La tragedia de doña Rosa

 

Óleo de Adolph Tidemand


"Los límites de mi lenguaje son los límites de mi mundo".
- Ludwing Wittgenstein

Si es verdad que la cultura es -como dicen por ahí- la religión exteriorizada, el pueblo de York bien podría haber ganado el premio provincial a la religión mas esteril, hueca y fea. El futuro de York tampoco era muy prometedor. El léxico de los niños del poblado había bajado de 5000 a 250 palabras en solo unos pocos años de gloriosa y moderna educación pública y gratuita, entre las cuales se contaban varias decenas de palabras prescindibles, como Instagram, hashtag, like y Facebook.

Pero eso no le importaba demasiado a nadie en el poblado. York es un pueblo rural, y para poder amasar una buena fortuna allí, basta saber conducir una trilladora o una sembradora. Los carteles luminosos para un buen futuro enfatizaban la búsqueda de operarios, no de pensadores o artistas. Si el Tisbita o José descendieran en York en un torbellino de fuego, probablemente experimentarían severas visiones sobre vacas acéfalas devorando a otras con cabeza, o algo por el estilo.
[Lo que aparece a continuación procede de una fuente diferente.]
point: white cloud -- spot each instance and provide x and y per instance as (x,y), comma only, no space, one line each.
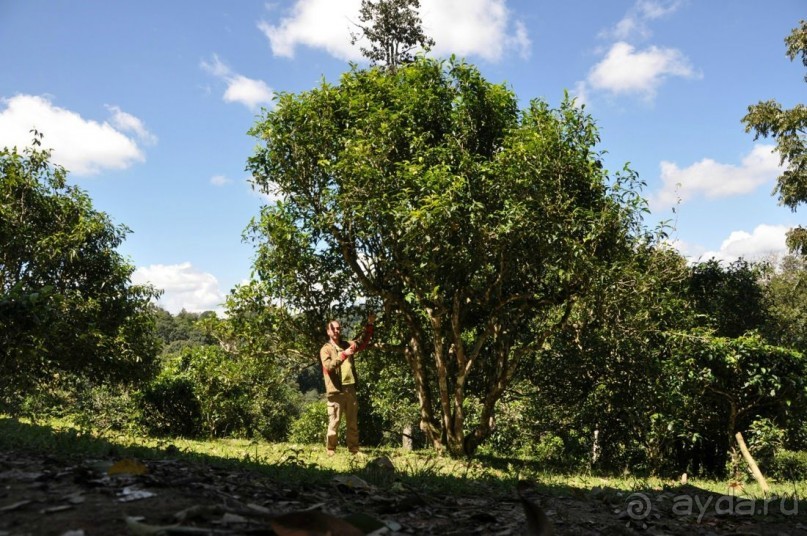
(625,70)
(481,28)
(714,180)
(129,123)
(247,91)
(763,242)
(82,146)
(220,180)
(185,287)
(580,93)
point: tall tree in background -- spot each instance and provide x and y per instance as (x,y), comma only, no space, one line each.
(393,29)
(789,129)
(477,225)
(66,302)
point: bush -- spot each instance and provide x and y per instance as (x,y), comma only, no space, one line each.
(207,391)
(310,427)
(789,465)
(169,407)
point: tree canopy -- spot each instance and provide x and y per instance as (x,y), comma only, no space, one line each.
(789,129)
(393,29)
(475,224)
(66,301)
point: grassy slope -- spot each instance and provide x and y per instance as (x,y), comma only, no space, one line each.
(308,463)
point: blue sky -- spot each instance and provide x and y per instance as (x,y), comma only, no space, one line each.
(147,104)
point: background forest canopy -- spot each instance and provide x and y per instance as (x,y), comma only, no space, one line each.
(525,307)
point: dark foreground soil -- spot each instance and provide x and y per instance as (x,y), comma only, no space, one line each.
(46,495)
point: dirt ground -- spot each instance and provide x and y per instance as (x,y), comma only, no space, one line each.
(46,495)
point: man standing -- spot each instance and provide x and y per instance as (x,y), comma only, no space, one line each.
(340,382)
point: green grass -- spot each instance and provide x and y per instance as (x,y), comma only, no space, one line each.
(308,464)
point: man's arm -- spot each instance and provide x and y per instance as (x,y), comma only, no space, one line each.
(330,360)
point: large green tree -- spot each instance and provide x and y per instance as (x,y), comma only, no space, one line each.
(66,300)
(475,224)
(789,129)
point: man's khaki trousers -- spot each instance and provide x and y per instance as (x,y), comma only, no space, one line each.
(339,404)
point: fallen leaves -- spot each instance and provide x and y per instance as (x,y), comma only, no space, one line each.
(41,495)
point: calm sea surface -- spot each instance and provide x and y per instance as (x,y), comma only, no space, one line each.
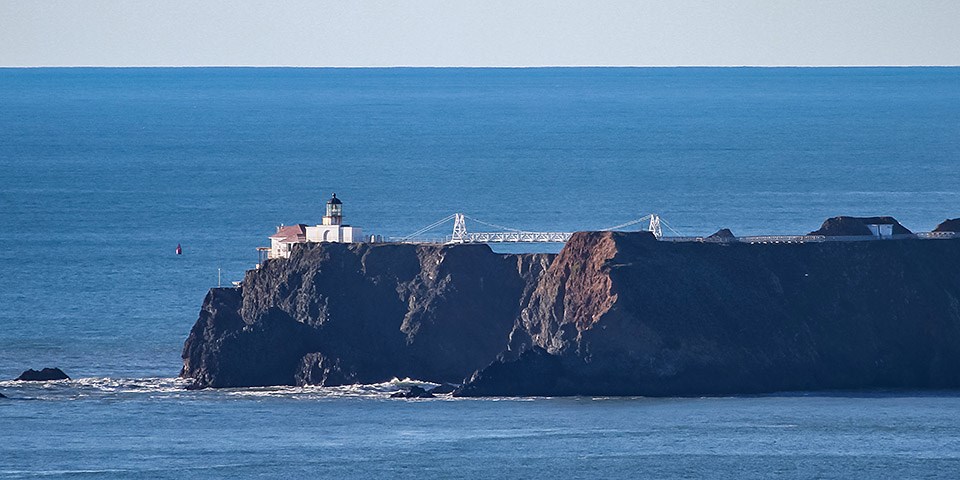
(104,171)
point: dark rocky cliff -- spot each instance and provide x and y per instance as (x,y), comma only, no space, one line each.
(612,314)
(624,314)
(361,313)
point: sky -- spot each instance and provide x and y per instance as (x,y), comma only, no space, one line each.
(510,33)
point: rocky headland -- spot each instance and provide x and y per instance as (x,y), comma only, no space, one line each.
(613,314)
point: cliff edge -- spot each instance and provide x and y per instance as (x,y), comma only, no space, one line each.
(625,314)
(337,313)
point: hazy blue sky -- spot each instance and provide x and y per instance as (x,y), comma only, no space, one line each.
(479,33)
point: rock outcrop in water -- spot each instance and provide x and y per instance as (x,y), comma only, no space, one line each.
(44,375)
(612,314)
(336,314)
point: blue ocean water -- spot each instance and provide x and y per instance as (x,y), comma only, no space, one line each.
(105,171)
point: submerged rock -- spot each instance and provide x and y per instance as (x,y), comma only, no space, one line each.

Pero era la hora del té en York, aunque ya nadie tomaba té, salvo cuando lo dictaba alguna influencer viviendo al otro lado del globo, o como Marilin solía decir: en el culo del mundo. Y ahi estaban dos amigas, Marilin y Rosa, en casa de esta última, teniendo una breve conversación acerca del desempeño académico de sus retoños:

—Mi hijo no sabe leer —exclamó Rosa angustiada.

—¿Te refiere a que no puede leer siquiera una oración, a que no sabe leer en voz alta, o a que no logra entender lo que lee? —preguntó Marilin.

—Mi hijo no lee en ninguno de esos sentidos —dijo Rosa, a punto de romper en llanto.

Marilin gatilló su ceja derecha y escupió:

—Te entiendo querida. Nuestra educación estatal es de tal calidad que, cuando los niños concluyen sus estudios, no vuelven a tocar un libro en sus tristes y ocupadas vidas. Pero ¿qué podemos hacer nosotras? Se supone que ellos son expertos en estas cosas...

Rosa se echó a llorar de nuevo. Luego, secando sus lagrimas, dijo:

—¿Sabes qué pienso? Pienso que lo que hacen es comparable a intentar enseñarle a comer a todo el mundo y, al concluir, haberles quitado el hambre por completo. Además, ¿qué sentido tiene el comer comida chatarra? Antes, según recuerdo, leiamos libros de mayor calidad; clásicos, si no recuerdo mal. Y también me viene a la mente un dicho de Mark Twain, que decía que los clásicos son esos libros que todos desean haber leído, pero que nadie quiere leer... hoy ya no aplica, y en eso también veo el espiral descendente en el que estamos.

—Tienes razon Rosita... el proceso de educación actual —dijo Marilin con aire pensativo— produce, la mayoría de las veces, resultados tan curiosos como la ausencia de ella. Si, como suelen decir, a través de la educación el alma de una generación pasa a la siguiente, me temo que será mejor preparar los bates de béisbol y las hachas —concluyó esta, echándose a reir.

En ese momento, Carlos -el susodicho analfabeto funcional de seis años- entró a la sala arrastrando los pies, con los ojos más vacíos que su alma, y sosteniendo su tableta sin batería como si se tratara de un gato muerto.

—Mamá, estoy aburrido y no sé que hacer.

—Ve a jugar afuera, hijo.

—¿Qué podría hacer afuera? —Respondió Carlos con disgusto.

Esa última sentencia debastó a Rosa por completo. Luego miró a su amiga, avergonzada. Si hubiese una ambulancia, o algún método de primeros auxilios educacionales, de seguro hubiese hecho algo.

—¿Y si leemos un poema? —sugirió Rosa a su retoño, desesperada.

La única respuesta que recibió fueron dos ojos en blanco y una rápida huida a la habitación.

Marilin se levantó sin decir más, tomó su abrigo y, antes de irse, le susurró a Rosa, rebosante de ironía, pero con una voz que parecía, a la vez, el ronroneo de una gata amamantando a sus cachorros:

—No te preocupes, querida. Pronto habrá tablets con baterias mas duraderas, con aplicaciones que lean por él, piensen por él y, si todo marcha bien, que sientan por él. Tú sufres porque sabes cuán seca está el alma del pobre. Pero él lo ignora. Nosotras mismas también ignoramos cuánto ignoramos.

Y, habiendo dicho esto, se levanó de súbito del sillón, sin acabar el té, y se marchó con una mezcla de prisa y desesperación a retirar a su bebé de seis meses del jardín maternal.